On a recent short break to Crieff Hydro, that Victorian hang out for the well off, I spent a couple of hours in the winter gardens on rainy afternoons. Earl Grey tea, bakewell tart, and a book chunky with theology and New Testament exegesis, made for a surprisingly enjoyable interlude.
The interesting thing is the way the holiday mood easily elides into something altogether more serious. Maybe it's the intentional giving in to the desire for some peace, space, time and the expectation of a reader that when you read something worthwhile, there is a residual dividend of the mind stretched towards new ideas and previously settled thought is unsettled.

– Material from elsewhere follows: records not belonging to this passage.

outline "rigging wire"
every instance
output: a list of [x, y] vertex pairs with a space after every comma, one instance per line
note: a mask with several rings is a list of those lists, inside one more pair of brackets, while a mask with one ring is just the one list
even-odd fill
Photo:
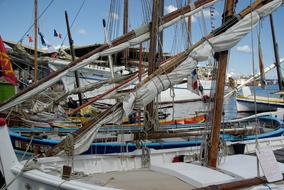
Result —
[[[43, 14], [48, 10], [48, 8], [52, 5], [53, 2], [54, 2], [54, 0], [51, 0], [51, 1], [49, 2], [49, 4], [45, 7], [45, 9], [42, 11], [42, 13], [37, 17], [37, 20], [39, 20], [39, 19], [43, 16]], [[20, 38], [20, 40], [18, 41], [18, 43], [24, 39], [24, 37], [30, 32], [30, 30], [33, 28], [33, 26], [34, 26], [34, 24], [32, 24], [32, 25], [28, 28], [28, 30], [27, 30], [27, 31], [24, 33], [24, 35]]]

And perhaps too it is the physical environment of comfort, low buzz conversation, excellent food and the irrelevance of the watch and the diary and the Iphone, that makes us more open and less defensive, more attentive and less preoccupied, more inclined to receptivity than productivity.

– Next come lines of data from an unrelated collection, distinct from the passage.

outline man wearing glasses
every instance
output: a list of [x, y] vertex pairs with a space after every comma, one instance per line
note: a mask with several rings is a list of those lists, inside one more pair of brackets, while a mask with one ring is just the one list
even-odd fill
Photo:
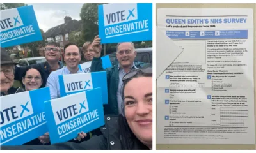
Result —
[[1, 96], [24, 91], [21, 88], [12, 87], [14, 69], [13, 61], [5, 49], [1, 47]]
[[[46, 81], [50, 73], [63, 67], [63, 64], [59, 61], [61, 55], [59, 44], [55, 42], [49, 42], [45, 47], [44, 53], [47, 61], [33, 65], [42, 69], [44, 72], [44, 78], [43, 78], [42, 84], [42, 87], [45, 87]], [[30, 66], [31, 66], [16, 67], [14, 79], [22, 81], [22, 74], [26, 71], [28, 67]]]
[[[92, 44], [95, 52], [92, 61], [91, 72], [104, 71], [100, 58], [102, 46], [99, 36], [95, 37]], [[111, 68], [107, 68], [108, 104], [104, 105], [104, 114], [123, 114], [122, 111], [122, 87], [124, 76], [130, 71], [150, 66], [141, 62], [134, 61], [137, 53], [132, 42], [119, 43], [116, 46], [116, 59]]]
[[69, 43], [64, 47], [64, 61], [67, 66], [51, 73], [46, 83], [46, 86], [50, 87], [51, 99], [60, 97], [59, 75], [83, 73], [78, 68], [81, 56], [79, 48], [75, 43]]
[[92, 61], [94, 56], [94, 51], [92, 48], [92, 43], [90, 41], [85, 42], [83, 45], [82, 51], [86, 62]]

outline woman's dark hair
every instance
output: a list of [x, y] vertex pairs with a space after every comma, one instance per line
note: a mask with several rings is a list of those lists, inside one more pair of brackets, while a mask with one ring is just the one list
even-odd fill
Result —
[[[38, 68], [37, 66], [35, 66], [35, 65], [31, 65], [30, 67], [28, 67], [26, 69], [26, 71], [23, 73], [22, 74], [22, 79], [24, 79], [25, 78], [26, 74], [27, 73], [27, 71], [31, 69], [36, 69], [39, 73], [41, 75], [41, 78], [42, 78], [42, 82], [44, 82], [44, 74], [43, 73], [43, 71], [42, 71], [41, 69]], [[23, 87], [25, 89], [25, 85], [22, 84]], [[42, 87], [44, 87], [43, 86], [43, 84], [42, 84], [41, 86], [39, 88], [42, 88]]]
[[139, 78], [141, 76], [148, 76], [152, 77], [152, 68], [151, 64], [148, 64], [148, 66], [144, 67], [141, 69], [137, 69], [134, 70], [132, 70], [128, 73], [127, 73], [123, 78], [123, 85], [122, 87], [122, 103], [121, 104], [122, 108], [122, 113], [125, 114], [124, 113], [124, 89], [127, 83], [131, 80], [136, 78]]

In any case, on holiday these occasional hours of serious reading while relaxed and out of the usual routines and context, can be times of fresh orientation, regained perspective, and even inner paradigm shifts in how we see our lives, "going forward". I don't actually like that cliche of the developmental mindset, "going forward". It often seems added on to remind us, or persuade us, that buying into whatever strategy or project will enable us to make real progress in our lives. But here I use the phrase to suggest the fruitfulness, and energy renewal, that can come from stopping with purpose. In my case a time to listen to my life, attend to what I am saying but often refusing to hear, and a time also to listen to a carefully chosen companion, another voice external and coming from another direction. And then to go forward.
I've always taken a book of chunky theology or history with me on holiday, along with the more usual and less demanding Lee Child, Henning Mankell, Anne Tyler, Kate Atkinson and various other peddlers of imaginative literature. Mind you, Eugene Peterson is convinced that the best way to understand the doctrine of sin is to read crime novels. Still from that first year in ministry in 1976, when we holidayed on Tiree, that beautiful island jewel set in a sapphire Atlantic as I remember, and I took Hans Kung's 800+ page On Being a Christian, I have always taken one substantial theology book with me on holiday. Friends and colleagues, family and anyone else who discovers my guilty secret, are less than convinced of the wisdom of going on holiday and taking work with me. But it's those occasional hours in the winter garden, or on the sea shore behind rocks or dunes, at the back door of the cottage, on the hotel balcony, in the corner of the bar, that we begin to listen to our lives, and our heart gets a word in edgeways.
At least so it has been for me. I have sat on the hotel balcony in Selva looking at the Dolomites illumined by sunrise, with Wittgenstein's Poker on my knee, and a deep sense of the mystery of how we come to know, and believe, and trust. I have lain on silver sand on Tiree reading Hans Kung's tour de force On Being a Christian, and finding myself moved to prayer by this Catholic priest's passion for truth. I have sat under a tree in a cottage garden near Goathland in Yorkshire reading Elie Weisel's autobiography, All Rivers Run to the Sea, his chapter on the trains so efficiently running to Auschwitz, and being hurled into the present as the Yorkshire steam train came through the bridge, its steam whistle coinciding with Weisel's description of the death trains. And in Mayerhoffen, late in the evening in the corner of the hotel bar, finishing Jurgen Moltmann's The Trinity and the Kingdom of God, knowing I could never think of God in the same way again.
So there it is. An apologia for some heavy reading on holiday. Not for everyone, I know. But for me alongside the fun and intrigue and sheer escapism of the novel, short cumulative interludes for deeper reflection, and at times openness to that even deeper work that God is always doing, mostly unnoticed, to work and to will his good pleasure.